The degradation curve is typically steeper in the first year as the solid electrolyte interphase (SEI) layer forms, then flattens out for a period, before accelerating again as the cell approaches end of life. This “knee” in the degradation curve is where a lot of financial models fall apart. If your model assumes linear fade and the real curve has a knee at year 8, you are overvaluing the back half of the asset’s life.

State of health is not a single number

The other issue is that “state of health” as reported by a battery management system is not always what investors think it is. SoH can be defined in terms of capacity (how many ampere-hours the cell can still deliver) or in terms of resistance (how much internal impedance has increased). These two measures do not always move in lockstep.

A cell might retain 90% of its original capacity but have significantly increased internal resistance, which limits the power it can deliver at peak rates. For a storage asset whose revenue depends on responding to grid signals within milliseconds, the power capability matters as much as the energy capacity. A financial model that only tracks capacity fade will miss this.

What better modelling looks like

There is no single correct degradation model, but there are better approaches than a flat annual percentage. Semi-empirical models that account for cycling depth, temperature, and C-rate can capture the shape of the degradation curve more accurately. Some operators are now using equivalent full cycle counting combined with cell-level telemetry data to build asset-specific degradation forecasts rather than relying on generic manufacturer warranties.

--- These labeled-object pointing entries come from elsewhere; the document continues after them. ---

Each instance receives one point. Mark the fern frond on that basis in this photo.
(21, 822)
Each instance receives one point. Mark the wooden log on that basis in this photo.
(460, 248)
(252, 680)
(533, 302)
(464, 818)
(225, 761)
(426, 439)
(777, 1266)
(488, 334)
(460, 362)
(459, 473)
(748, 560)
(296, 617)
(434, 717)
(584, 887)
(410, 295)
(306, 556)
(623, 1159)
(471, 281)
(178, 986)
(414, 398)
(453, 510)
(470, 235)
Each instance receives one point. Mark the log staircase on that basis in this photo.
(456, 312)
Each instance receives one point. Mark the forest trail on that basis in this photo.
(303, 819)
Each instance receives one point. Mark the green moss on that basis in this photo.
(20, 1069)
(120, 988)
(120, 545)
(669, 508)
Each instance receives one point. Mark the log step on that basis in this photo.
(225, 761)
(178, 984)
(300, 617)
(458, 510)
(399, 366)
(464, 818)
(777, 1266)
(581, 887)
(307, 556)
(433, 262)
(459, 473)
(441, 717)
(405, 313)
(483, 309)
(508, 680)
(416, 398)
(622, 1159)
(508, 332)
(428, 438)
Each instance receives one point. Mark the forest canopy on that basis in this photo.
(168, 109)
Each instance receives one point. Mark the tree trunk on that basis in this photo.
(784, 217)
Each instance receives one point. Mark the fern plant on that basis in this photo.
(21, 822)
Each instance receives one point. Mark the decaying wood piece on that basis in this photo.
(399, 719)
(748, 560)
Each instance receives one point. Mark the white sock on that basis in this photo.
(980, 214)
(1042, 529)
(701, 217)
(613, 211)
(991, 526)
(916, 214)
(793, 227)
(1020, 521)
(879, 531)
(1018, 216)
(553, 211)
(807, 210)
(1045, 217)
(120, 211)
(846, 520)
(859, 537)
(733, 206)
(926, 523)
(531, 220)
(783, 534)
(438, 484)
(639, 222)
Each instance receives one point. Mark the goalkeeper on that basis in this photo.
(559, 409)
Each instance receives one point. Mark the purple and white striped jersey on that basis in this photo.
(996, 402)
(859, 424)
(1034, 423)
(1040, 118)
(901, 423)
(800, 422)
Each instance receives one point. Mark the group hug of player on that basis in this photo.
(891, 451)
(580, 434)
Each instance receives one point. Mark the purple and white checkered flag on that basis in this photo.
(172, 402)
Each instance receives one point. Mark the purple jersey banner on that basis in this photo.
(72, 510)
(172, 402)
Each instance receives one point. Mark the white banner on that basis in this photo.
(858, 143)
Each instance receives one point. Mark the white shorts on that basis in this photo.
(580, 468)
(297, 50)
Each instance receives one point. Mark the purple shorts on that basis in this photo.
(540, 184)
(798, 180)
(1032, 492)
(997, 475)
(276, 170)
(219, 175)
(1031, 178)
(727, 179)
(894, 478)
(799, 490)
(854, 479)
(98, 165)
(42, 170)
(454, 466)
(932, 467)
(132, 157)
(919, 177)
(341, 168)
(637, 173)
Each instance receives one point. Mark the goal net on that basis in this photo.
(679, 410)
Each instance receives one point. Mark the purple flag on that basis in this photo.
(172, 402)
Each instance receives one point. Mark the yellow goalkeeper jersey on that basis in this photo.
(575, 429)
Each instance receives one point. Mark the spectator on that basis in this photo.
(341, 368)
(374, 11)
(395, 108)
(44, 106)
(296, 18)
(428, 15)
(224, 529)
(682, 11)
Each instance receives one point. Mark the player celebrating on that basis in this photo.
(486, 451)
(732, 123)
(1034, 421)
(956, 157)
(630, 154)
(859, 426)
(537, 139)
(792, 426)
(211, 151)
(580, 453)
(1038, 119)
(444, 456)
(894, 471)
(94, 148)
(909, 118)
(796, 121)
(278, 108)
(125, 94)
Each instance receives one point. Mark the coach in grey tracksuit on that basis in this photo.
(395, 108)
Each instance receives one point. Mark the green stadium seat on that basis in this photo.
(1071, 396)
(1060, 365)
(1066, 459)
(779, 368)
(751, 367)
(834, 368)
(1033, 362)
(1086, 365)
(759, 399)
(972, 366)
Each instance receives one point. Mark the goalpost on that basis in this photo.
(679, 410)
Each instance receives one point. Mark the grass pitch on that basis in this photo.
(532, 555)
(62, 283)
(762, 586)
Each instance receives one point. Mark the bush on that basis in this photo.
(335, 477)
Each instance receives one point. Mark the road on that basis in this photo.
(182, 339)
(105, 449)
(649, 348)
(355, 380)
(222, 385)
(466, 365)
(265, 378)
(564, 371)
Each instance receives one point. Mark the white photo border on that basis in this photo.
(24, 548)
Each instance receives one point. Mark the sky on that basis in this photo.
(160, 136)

From a valuation perspective, the key is sensitivity analysis. If your base case assumes 2% linear fade, what happens to the IRR if degradation follows an exponential curve with a knee at year 8? What if the knee comes at year 6? These scenarios are not unlikely, and the difference in NPV can be material.

Why this matters now

As the grid-scale storage market matures, assets are being traded on secondary markets. Buyers need to understand what they are actually purchasing, and that means looking beyond nameplate capacity and warranty documents. The gap between a naive degradation assumption and a physics-informed one can represent millions of pounds in mispriced value over a 20-year asset life.

For anyone working in energy finance, understanding the engineering behind degradation is not optional. It is where the edge is.